Mitthauer v. T. Moriarty & Son, Inc.
This text of 69 A.D.3d 588 (Mitthauer v. T. Moriarty & Son, Inc.) is published on Counsel Stack Legal Research, covering Appellate Division of the Supreme Court of the State of New York primary law. Counsel Stack provides free access to over 12 million legal documents including statutes, case law, regulations, and constitutions.
Opinion
[589]*589When asked at his deposition what caused his fall as he stepped from the portable toilet, Mitthauer testified: “I couldn’t honestly tell you. I was mystified myself.” Mitthauer also testified that, while the portable toilet was wobbly or “belter skelter” on some days, the toilet did not wobble when he exited it on the date of the accident. Mitthauer described the surface on the ground within a five-foot radius of his fall as unlevel, with “hills” and “valleys” caused by vehicles.
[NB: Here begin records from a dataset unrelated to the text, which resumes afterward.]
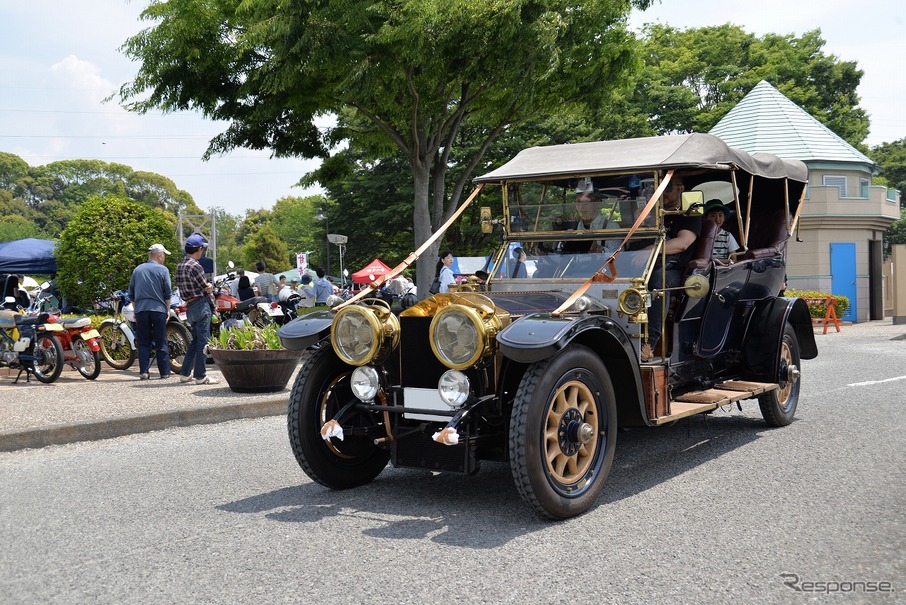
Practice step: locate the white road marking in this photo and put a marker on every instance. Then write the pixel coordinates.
(862, 384)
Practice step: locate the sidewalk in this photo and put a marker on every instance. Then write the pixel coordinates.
(117, 403)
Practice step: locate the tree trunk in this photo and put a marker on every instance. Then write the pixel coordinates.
(422, 230)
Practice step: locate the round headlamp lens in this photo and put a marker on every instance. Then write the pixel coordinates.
(354, 334)
(631, 302)
(364, 383)
(453, 387)
(456, 336)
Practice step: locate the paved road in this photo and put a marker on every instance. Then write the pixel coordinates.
(708, 510)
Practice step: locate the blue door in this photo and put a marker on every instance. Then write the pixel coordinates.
(843, 276)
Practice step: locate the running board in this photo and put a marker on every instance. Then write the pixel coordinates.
(723, 393)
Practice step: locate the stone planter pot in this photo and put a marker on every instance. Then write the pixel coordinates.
(256, 371)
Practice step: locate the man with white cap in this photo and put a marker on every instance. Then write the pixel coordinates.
(149, 291)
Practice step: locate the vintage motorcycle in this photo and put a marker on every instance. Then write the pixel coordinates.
(117, 340)
(79, 341)
(27, 343)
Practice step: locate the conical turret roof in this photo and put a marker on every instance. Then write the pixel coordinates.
(765, 120)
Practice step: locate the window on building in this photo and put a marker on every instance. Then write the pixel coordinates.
(836, 181)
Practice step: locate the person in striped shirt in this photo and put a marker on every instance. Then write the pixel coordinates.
(725, 245)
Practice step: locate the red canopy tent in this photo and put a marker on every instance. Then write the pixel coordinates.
(375, 268)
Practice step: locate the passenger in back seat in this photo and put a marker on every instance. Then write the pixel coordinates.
(725, 245)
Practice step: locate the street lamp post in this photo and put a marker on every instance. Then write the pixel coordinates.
(323, 217)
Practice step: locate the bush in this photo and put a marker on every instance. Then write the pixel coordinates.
(841, 303)
(106, 239)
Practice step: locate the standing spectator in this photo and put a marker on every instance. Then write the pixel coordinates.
(149, 290)
(234, 285)
(264, 281)
(199, 296)
(323, 288)
(307, 291)
(444, 273)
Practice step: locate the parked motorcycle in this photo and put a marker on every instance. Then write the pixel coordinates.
(178, 334)
(27, 343)
(79, 341)
(117, 340)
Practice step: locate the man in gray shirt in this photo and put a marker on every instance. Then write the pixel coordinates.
(149, 290)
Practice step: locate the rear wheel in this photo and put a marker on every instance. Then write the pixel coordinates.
(321, 390)
(563, 433)
(48, 359)
(178, 339)
(778, 407)
(116, 349)
(87, 362)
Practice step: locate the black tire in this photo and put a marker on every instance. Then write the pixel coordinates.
(779, 407)
(559, 402)
(88, 362)
(115, 347)
(320, 391)
(48, 358)
(178, 340)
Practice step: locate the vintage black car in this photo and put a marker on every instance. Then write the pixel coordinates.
(539, 367)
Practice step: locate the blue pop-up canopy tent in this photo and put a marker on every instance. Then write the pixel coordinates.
(28, 256)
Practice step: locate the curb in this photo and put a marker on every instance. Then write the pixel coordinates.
(95, 430)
The defendant established its prima facie entitlement to judgment as a matter of law by demonstrating, through the submission of Mitthauer’s deposition testimony, that he was unable to identify a dangerous or defective condition actually causing his fall (see Kaplan v Great Neck Donuts, Inc., 68 AD3d 931 [2009]; Denicola v Costello, 44 AD3d 990 [2007]; Rodriguez v Cafaro, 17 AD3d 658 [2005]). In response to the defendant’s showing, the plaintiffs failed to raise a triable issue of fact. Proof of general ground conditions within a five-foot radius of the accident is irrelevant, and, thus, insufficient to raise a triable issue of fact, in the absence of evidence that the same conditions existed at the specific location where Mitthauer stepped (see Pinto v Metropolitan Opera, 61 AD3d 949 [2009]). The reply affidavit submitted by the plaintiffs in further support of the cross-motion, in which Mitthauer claimed, inter alia, that the portable toilet was unsteady and improperly placed, contradicted the earlier deposition testimony that it was steady at the time of the accident, and merely raised feigned issues of fact designed to avoid the consequences of the earlier deposition (see DeNicola v Costello, 44 AD3d at 990). The reply affidavit also failed to address the condition of the ground at the specific area where Mitthauer’s fall occurred (see Pinto v Metropolitan Opera, 61 AD3d at 949).
The plaintiffs’ remaining contentions are without merit. Dillon, J.E, Florio, Hall and Sgroi, JJ., concur.